Fruit, légume coriace, arrondi, alongé, terminé en pointe, renfermant plusieurs semences ovales, oblongues, aplaties.

Feuilles ailées ; les folioles entières presque adhérentes à la tige, attachées trois à trois, quatre à quatre ou cinq à cinq, oblongues, un peu épaisses, veinées.

Racine droite, rampante, fibreuse.

Port. Tiges de deux à trois pieds, suivant le sol & la culture ; quarrées, creuses. Les fleurs naissent des aisselles des feuilles, plusieurs attachées au même pédoncule ; les feuilles naissent alternativement sur les tiges.

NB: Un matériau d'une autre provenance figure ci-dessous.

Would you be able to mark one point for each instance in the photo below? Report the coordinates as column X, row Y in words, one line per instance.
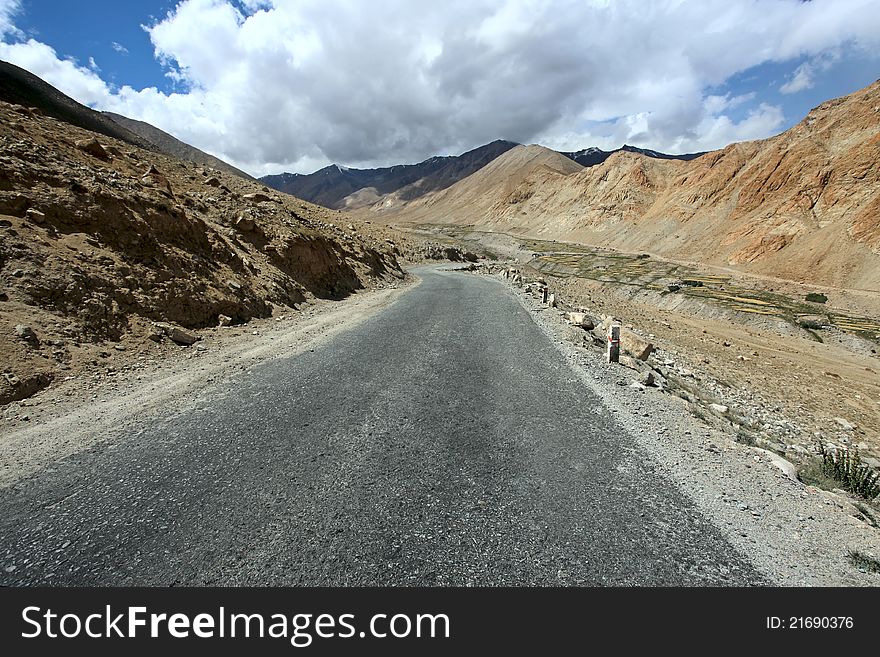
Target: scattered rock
column 93, row 148
column 35, row 216
column 845, row 424
column 177, row 335
column 26, row 333
column 245, row 224
column 635, row 344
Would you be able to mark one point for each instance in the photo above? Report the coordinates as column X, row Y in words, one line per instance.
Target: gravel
column 796, row 535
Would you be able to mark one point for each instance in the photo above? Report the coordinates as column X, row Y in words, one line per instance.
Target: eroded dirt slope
column 100, row 239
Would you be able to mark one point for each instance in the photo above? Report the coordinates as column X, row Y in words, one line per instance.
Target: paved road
column 422, row 447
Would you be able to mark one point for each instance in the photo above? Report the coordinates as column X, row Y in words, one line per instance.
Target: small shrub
column 846, row 467
column 864, row 562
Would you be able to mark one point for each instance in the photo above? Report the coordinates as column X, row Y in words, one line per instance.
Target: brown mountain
column 803, row 205
column 22, row 87
column 346, row 188
column 100, row 239
column 171, row 145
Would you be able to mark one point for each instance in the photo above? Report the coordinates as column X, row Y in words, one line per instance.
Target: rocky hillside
column 22, row 87
column 342, row 187
column 590, row 157
column 171, row 145
column 350, row 189
column 105, row 246
column 804, row 205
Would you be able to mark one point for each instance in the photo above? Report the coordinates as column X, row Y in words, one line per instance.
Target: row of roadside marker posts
column 612, row 353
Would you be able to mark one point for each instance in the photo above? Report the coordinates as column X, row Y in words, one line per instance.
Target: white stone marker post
column 613, row 343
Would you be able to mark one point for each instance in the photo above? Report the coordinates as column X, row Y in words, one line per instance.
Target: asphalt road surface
column 444, row 441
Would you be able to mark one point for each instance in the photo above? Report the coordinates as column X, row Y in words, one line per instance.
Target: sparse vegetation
column 867, row 514
column 845, row 466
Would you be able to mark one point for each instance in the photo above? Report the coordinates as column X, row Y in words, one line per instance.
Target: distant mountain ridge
column 803, row 205
column 22, row 87
column 334, row 185
column 343, row 188
column 171, row 145
column 590, row 157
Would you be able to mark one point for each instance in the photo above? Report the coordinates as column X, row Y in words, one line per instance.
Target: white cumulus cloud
column 295, row 84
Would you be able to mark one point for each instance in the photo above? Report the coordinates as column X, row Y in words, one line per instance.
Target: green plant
column 864, row 562
column 845, row 466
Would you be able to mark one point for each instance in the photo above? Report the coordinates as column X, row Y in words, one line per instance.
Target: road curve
column 444, row 441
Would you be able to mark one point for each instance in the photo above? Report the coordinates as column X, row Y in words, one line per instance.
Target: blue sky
column 91, row 29
column 293, row 85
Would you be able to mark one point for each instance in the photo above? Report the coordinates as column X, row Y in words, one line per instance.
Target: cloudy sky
column 292, row 85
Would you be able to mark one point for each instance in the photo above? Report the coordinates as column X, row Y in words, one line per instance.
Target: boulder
column 813, row 321
column 93, row 148
column 845, row 424
column 35, row 216
column 26, row 333
column 581, row 320
column 177, row 335
column 245, row 224
column 635, row 344
column 155, row 177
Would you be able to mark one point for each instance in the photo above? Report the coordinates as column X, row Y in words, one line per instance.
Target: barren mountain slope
column 484, row 196
column 22, row 87
column 345, row 188
column 803, row 205
column 98, row 239
column 171, row 145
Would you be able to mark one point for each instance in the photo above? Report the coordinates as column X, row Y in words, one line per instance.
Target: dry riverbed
column 798, row 535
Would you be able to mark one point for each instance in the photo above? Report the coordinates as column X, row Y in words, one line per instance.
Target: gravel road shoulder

Lieu ; les champs, les potagers ; la plante est annuelle.

I. Des espèces. La fève de marais qu’on vient de décrire tient le premier lieu, & paroît être le type des espèces jardinières. Parmi elles, on compte celle nommée à Paris fève d’Angleterre ou de marais ronde, qui diffère de la première par sa forme & par sa délicatesse.

La seconde est connue dans les provinces méridionales sous le nom d’abondance : elle est moins large, moins grosse que la première, plus longue, plus arrondie ; & ses gousses plus alongées & plus nombreuses contiennent un plus grand nombre de grains. Le même pédoncule en porte plusieurs, & ils s’inclinent contre terre. Ses feuilles sont plus larges & plus lisses que celles des autres fèves, & leur couleur plus foncée.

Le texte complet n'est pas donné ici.